A l'examen clinique, l'assurée limite les mouvements du rachis dans
tous les axes, alléguant de trop fortes douleurs. Ces limitations sont
inconstantes avec, par exemple, une flexion cervicale, qui est par
moments limitée à 10 cm (distance menton-sternum), mais diminue
à un autre moment à 1 cm. La position assise est maintenue
pendant 45 minutes, alors que l'assurée affirme ne pas pouvoir tenir
plus de 10 minutes dans cette position. Les signes et symptômes et
non-organicité de Waddell sont à 5/5. L'examen neurologique est
normal.
Sur le plan radiologique, l'IRM de la colonne cervicale du 17.04.2009
montre une légère protrusion discale C3-C4 et une hernie discale
paramédiane droite discrètement luxée vers le haut, formant une
empreinte sur le fourreau dural au niveau C4-C5.

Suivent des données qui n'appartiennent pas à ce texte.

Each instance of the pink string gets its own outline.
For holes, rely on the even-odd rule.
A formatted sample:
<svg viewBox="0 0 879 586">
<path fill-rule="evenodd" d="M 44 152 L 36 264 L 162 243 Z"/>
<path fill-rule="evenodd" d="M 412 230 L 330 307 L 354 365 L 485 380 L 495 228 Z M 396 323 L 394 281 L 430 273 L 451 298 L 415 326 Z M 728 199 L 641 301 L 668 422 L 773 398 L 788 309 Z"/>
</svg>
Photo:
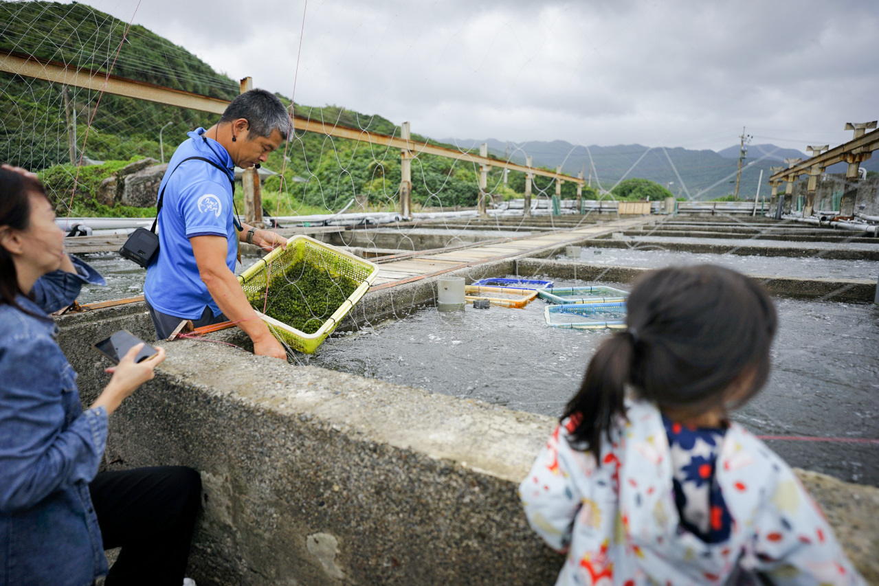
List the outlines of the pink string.
<svg viewBox="0 0 879 586">
<path fill-rule="evenodd" d="M 815 436 L 757 436 L 758 439 L 776 439 L 792 442 L 840 442 L 845 444 L 879 444 L 879 439 L 868 438 L 816 438 Z"/>
</svg>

Les radiographies de la colonne dorsale du 13.11.2006 montrent une
discrète scoliose à concavité gauche et une minime ostéophytose
antérieure médiodorsale[.]
Les radiographies de la colonne lombaire du 10.11.2008 montrent
une discrète sclérose des articulaires postérieurs au niveau des
étages inférieurs.
L'IRM de la colonne lombaire du 11.10.2011 est normale pour l'âge.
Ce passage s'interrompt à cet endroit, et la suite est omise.